A quick reminder ... The Beauty Myth
EMILY WILSON
Tuesday 18 October 2005
Date published: 1991
If you have wasted even a minute of today worrying about the way your hair, breasts or thighs look, or about the wrinkles around your eyes, or whether your winter "wardrobe" is working for you ... this book is for you.
Wolf argues that beauty is the "last, best belief system that keeps male dominance intact". Somehow we've been flogged the idea that to be beautiful (which we must, or else no one will love us) we have to look a certain way: thin, youthful, smooth-skinned, small-nosed, silky-haired, etc. Hey presto: your average woman feels ugly her entire life, and old, too, for most of it. What better way of keeping her in her place?
Wolf uses the phrase "cultural conspiracy"; it's hard to imagine exactly who the conspirators might be. Then big money makes an entrance, and it all gets nice and clear: women who feel old and ugly will buy things they do not need. An "anti-ageing" cream, say, or a blouse very little different from the blouses they already have. (Men, as Wolf notes with some prescience, would be well advised to listen up: powerful industries have a vested interest in them feeling old and ugly too.)

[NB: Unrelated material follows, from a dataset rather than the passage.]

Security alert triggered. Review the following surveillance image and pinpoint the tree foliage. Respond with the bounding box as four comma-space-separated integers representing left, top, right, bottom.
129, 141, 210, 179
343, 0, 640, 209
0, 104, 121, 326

Wolf argues that women's magazines have played a pivotal role in the selling of the beauty myth. They have done more to bring feminism to the female masses than any feminist periodical, she says, but "the formula must also include an element that contradicts and then undermines the overall pro-woman fare: in diet, skin care, and surgery features, it sells women the deadliest version of the beauty myth money can buy". And why? Because "advertisers are the west's courteous censors".
The Beauty Myth doesn't always convince. It might have benefited from some robust pruning. But it is a brilliant, bracing book. "When you see the way a woman's curves swell at the hips and again at the thighs, you could claim that that is an abnormal deformity," writes Wolf. "Or you could tell the truth: 75% of women are shaped like that, and soft, rounded hips and thighs and bellies were perceived as desirable and sensual without question until women got the vote." Ouch!
The world has changed - a bit - over the past decade and a half, but not enough: this remains essential reading.